The ketogenic diets that have recently become popular in Virginia might fool the portable breath-testing technology used by most police departments, according to some scientists. While research into the phenomenon is sparse, individuals following low-carb diets have been known to find it extremely difficult to start vehicles equipped with ignition interlock devices.
These issues arise because ignition interlocks and portable breath-testing units rely on fuel cell technology that may not always be able to differentiate between ethanol alcohol present in the breath of individuals who have been drinking and isopropyl alcohol that is a byproduct of ketosis. Ketosis is the metabolic state that low-carbohydrate diets are designed to induce. The body goes into ketosis when its glucose stores have been consumed and the liver burns body fat to provide energy. Isopropyl alcohol is a byproduct of this fat-burning process.

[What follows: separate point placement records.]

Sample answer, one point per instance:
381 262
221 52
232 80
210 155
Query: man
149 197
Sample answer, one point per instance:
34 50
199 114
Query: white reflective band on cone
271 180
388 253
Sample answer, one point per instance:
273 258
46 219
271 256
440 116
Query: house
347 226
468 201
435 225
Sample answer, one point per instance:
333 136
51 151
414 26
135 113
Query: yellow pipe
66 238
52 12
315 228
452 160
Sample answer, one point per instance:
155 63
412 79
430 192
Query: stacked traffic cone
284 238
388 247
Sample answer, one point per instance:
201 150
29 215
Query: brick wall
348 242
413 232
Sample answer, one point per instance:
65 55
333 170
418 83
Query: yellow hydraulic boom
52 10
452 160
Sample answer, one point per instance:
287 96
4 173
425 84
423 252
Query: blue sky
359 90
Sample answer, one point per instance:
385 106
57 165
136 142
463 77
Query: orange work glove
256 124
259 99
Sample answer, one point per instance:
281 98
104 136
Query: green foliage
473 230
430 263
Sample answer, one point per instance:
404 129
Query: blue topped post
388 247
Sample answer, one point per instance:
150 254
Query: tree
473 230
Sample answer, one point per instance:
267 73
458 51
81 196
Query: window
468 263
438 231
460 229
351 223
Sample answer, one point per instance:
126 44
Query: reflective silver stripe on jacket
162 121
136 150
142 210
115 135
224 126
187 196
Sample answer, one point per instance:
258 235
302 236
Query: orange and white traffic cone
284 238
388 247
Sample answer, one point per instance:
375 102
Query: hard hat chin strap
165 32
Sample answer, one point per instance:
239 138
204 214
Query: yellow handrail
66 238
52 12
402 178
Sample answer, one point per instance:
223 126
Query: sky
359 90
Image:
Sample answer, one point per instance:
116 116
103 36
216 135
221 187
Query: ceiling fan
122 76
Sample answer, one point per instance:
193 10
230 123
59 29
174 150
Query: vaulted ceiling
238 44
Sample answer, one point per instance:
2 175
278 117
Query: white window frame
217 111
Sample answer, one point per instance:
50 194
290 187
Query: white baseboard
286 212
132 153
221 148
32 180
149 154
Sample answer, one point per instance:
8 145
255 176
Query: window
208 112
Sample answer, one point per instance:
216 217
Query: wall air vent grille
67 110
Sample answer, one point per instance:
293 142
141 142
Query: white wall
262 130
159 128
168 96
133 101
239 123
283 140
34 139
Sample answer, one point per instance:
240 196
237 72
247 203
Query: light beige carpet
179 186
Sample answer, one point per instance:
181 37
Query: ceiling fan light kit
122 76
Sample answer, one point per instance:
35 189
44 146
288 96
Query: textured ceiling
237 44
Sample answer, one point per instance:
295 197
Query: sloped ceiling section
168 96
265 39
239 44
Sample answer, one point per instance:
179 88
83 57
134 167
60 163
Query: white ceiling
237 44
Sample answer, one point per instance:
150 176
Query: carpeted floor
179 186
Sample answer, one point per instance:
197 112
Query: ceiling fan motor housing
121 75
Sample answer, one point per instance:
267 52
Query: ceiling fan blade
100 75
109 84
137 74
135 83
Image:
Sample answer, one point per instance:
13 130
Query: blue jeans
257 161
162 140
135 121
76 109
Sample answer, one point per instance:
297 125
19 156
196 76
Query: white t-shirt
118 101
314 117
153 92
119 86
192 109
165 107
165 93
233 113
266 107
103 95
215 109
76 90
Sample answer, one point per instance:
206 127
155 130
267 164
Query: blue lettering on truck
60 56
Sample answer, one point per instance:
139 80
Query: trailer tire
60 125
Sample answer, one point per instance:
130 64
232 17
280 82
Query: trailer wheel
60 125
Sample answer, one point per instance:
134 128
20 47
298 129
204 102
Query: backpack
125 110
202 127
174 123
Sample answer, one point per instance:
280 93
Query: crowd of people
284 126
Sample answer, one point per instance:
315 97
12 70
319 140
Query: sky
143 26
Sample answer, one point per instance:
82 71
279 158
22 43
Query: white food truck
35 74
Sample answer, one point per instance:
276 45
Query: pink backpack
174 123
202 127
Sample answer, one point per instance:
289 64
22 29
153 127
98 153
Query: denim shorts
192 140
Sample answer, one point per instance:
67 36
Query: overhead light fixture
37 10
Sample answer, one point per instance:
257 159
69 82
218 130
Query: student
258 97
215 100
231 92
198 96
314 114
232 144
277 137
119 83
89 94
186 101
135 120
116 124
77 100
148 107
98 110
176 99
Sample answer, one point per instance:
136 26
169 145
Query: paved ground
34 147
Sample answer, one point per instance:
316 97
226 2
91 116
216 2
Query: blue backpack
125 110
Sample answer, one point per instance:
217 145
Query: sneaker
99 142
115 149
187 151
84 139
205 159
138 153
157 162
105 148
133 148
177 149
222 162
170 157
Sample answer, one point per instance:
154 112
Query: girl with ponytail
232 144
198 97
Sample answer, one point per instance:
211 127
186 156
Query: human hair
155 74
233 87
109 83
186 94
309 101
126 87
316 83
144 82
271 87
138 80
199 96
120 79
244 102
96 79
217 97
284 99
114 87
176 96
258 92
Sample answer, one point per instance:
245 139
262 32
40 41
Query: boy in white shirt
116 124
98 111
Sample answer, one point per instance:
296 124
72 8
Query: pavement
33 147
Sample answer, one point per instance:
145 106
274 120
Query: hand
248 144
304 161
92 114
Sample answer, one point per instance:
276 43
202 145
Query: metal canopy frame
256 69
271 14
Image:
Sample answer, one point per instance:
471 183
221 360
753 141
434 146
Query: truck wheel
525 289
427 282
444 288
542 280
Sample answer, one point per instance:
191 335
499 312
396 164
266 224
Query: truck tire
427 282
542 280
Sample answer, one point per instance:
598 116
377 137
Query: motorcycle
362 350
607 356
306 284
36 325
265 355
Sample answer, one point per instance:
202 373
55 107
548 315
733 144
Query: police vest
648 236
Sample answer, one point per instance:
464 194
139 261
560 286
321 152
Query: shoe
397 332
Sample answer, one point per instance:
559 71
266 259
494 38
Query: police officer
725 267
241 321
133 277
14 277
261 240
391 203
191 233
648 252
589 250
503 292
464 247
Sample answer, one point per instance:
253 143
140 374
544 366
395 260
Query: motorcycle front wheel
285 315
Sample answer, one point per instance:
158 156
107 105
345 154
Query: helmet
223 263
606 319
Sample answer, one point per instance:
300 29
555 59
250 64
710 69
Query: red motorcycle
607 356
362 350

Motorists who eschew carbohydrates need not be too concerned because the amount of isopropyl acid produced by ketosis is not sufficient to generate a blood alcohol concentration of .08 percent or higher even if breath-testing devices are fooled. The results of roadside breath tests are also not generally used in court to prove impairment in DUI cases. However, drivers on ketogenic diets who get behind the wheel after consuming one or two drinks could find themselves with some explaining to do if they get pulled over.
Diets low in carbohydrates are not the only factors known to cause misleading breath test results. Criminal defense attorneys dealing with drunk driving cases may ask defendants about their medical histories and examine police maintenance records carefully. This is because common conditions such as diabetes can influence breath tests.